Johnny asked a lot that afternoon about my condition to which I was happy to discuss with him.

Then the question of “Well why are you working if you’re epileptic?” was mentioned. At first I thought what a cheeky bastard however accepted that he didn’t know a great deal about epilepsy so let that one slip.

He then came out with “No disrespect but I’ve always known people who fit to be spastics (people who are disabled) so I don’t want to be around them”. Now this really got my attention and fucked me off no end.

Whilst on the topic of my condition he was also rambling about his washing machine being broken. This broken appliance caused him undue stress as it was messing with his social calendar. He had to go round to his mothers and ask that she wash his clothes.

This bloke incensed me because he made it out that people who are disabled cannot live any life, cannot work and are regarded as “spastics” how dare he come out and put me in that category. He looked at me as someone who could walk, talk and have a laugh however that’s not the way I’ve always been. How dare he call people that? You’re not fucking perfect are you mate?

The more drunk Johnny got the more he would poke fun at me, the others that were with me were getting more and more disturbed. You could see it in their faces. What should I do next? Run? Cry? Walk away? I knew one day I would have to confront him about this issue.

So what did I say?

“Johnny you know that washing machine you are having problems with?”

“Yeah” he said.

“Well why don’t you bring some washing up powder to my house, put your clothes in my bath, I’ll have a fit in your bath and wash your clothes for free, it’ll save you going to your mothers” I said. “Think next time before you call someone a spastic”

I was foaming, enraged whatever you wanna call it. I wanted to know his head off his shoulders. I was upset however managed to let my emotions go that far.

The bloke was gobsmacked and to be honest so was I for coming out with that comment. I was never one to ever make fun like that of myself and I thought at one stage that I’d stooped to his level.

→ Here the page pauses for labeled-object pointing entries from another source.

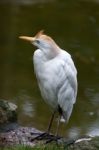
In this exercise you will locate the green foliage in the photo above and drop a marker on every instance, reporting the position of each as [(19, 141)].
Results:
[(37, 147)]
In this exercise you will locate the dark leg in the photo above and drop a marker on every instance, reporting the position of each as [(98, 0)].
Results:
[(45, 134), (51, 121), (58, 125)]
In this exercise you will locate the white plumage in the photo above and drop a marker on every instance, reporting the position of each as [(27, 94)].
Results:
[(56, 74)]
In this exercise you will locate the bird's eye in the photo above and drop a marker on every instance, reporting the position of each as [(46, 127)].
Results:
[(37, 41)]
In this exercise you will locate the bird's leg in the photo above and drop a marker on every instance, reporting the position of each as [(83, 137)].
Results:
[(58, 125), (56, 137), (45, 134), (51, 121)]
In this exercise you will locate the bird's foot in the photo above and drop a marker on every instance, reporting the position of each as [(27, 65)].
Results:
[(41, 136), (52, 138)]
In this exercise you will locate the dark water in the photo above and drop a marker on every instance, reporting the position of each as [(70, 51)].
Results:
[(75, 27)]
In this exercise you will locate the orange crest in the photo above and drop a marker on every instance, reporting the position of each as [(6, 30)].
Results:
[(39, 33)]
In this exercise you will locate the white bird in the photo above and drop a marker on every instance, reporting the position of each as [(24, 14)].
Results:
[(56, 75)]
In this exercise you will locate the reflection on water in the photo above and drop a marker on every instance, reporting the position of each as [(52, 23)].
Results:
[(75, 27)]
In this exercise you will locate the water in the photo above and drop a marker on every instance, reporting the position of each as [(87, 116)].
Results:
[(75, 27)]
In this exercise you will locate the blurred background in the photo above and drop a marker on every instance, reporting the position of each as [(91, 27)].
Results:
[(74, 25)]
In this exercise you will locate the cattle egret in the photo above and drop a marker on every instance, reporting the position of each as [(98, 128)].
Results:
[(56, 75)]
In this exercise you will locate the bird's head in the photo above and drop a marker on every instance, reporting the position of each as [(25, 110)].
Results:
[(43, 42)]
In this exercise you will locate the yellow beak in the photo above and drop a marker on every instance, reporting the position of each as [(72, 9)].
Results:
[(26, 38)]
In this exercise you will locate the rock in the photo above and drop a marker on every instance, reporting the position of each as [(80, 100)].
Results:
[(21, 135), (7, 112)]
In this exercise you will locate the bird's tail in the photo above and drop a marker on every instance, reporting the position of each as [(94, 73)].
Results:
[(62, 119)]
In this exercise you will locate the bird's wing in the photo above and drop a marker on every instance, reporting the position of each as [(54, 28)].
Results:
[(67, 89)]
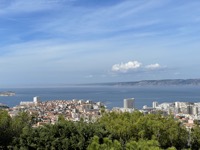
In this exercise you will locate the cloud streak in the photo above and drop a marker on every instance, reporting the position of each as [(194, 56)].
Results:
[(134, 66)]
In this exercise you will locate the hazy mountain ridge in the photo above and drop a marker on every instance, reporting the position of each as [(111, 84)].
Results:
[(166, 82)]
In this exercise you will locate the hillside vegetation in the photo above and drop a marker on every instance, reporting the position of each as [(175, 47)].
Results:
[(113, 131)]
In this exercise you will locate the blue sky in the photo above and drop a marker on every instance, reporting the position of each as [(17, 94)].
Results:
[(46, 42)]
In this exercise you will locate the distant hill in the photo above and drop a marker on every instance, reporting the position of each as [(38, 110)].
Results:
[(166, 82)]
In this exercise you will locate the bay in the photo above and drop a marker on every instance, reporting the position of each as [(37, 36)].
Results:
[(111, 96)]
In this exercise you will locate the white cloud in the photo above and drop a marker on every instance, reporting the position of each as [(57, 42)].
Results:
[(124, 67), (135, 66), (153, 66)]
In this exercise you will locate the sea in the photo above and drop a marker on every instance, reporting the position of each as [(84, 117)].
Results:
[(111, 96)]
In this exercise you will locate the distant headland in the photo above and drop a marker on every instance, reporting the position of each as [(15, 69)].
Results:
[(165, 82), (7, 93)]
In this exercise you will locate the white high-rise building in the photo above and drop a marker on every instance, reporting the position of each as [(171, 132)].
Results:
[(129, 103), (36, 100), (155, 104)]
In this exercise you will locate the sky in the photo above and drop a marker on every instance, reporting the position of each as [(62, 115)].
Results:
[(47, 42)]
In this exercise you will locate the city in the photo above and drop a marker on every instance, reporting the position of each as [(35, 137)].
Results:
[(48, 112)]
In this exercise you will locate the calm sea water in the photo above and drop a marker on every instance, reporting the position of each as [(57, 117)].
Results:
[(111, 96)]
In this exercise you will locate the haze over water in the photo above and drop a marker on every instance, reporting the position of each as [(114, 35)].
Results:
[(111, 96)]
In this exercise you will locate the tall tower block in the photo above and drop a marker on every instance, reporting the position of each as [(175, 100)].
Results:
[(129, 103)]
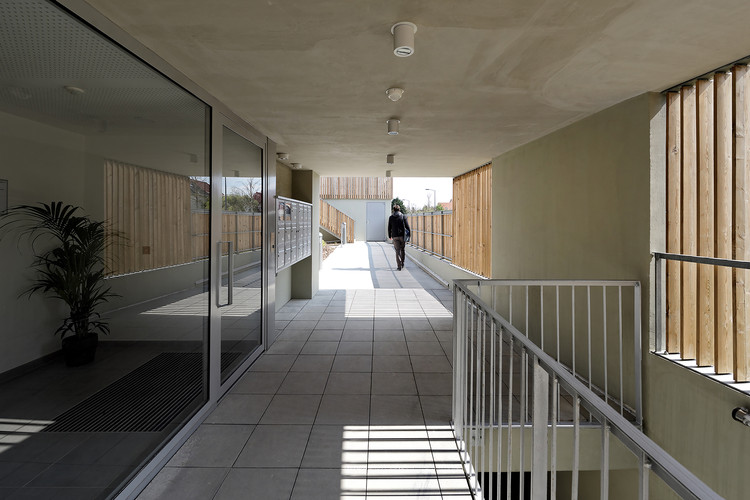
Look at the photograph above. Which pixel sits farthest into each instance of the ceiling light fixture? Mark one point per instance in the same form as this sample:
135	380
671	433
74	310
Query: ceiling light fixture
403	38
394	93
393	126
74	90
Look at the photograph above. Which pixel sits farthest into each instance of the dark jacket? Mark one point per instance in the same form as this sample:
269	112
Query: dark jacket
397	225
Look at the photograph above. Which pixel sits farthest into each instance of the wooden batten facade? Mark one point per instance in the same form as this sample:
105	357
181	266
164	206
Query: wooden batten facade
708	215
356	188
472	220
332	218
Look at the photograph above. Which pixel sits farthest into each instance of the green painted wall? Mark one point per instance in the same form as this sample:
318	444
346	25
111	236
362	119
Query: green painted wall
585	202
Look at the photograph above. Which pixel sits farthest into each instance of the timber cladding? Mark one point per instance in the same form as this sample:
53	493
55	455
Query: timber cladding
472	220
708	215
157	226
356	188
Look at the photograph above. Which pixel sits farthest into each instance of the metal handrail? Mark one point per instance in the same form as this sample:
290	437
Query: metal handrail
650	455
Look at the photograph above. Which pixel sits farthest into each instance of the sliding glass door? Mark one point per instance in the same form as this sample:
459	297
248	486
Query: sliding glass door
238	232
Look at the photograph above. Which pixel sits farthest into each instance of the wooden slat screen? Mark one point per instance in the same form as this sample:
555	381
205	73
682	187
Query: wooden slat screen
331	219
150	210
472	220
356	188
432	232
708	215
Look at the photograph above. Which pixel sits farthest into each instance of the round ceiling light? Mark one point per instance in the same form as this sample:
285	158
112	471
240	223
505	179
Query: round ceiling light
403	38
394	93
393	126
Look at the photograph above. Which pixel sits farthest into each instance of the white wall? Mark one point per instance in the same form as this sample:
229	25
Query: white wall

Shortly after I realised that I had stood up to this bully, to this person who was making fun of me and everyone else with a disability. People like that need to think before they comment. Johnny had no right. I never saw the lad again after that discussion and thank god I didn’t.

I stood up to him. Maybe it’s because I was changing. When you make fun of yourself you are not degrading yourself you are just giving those bullies no ammunition to continue spreading shit.

So there you have it bullies. As I said earlier never be silenced, go for help, contact an awareness helpline and seek advice from the ones you love. They know the topic better than you think.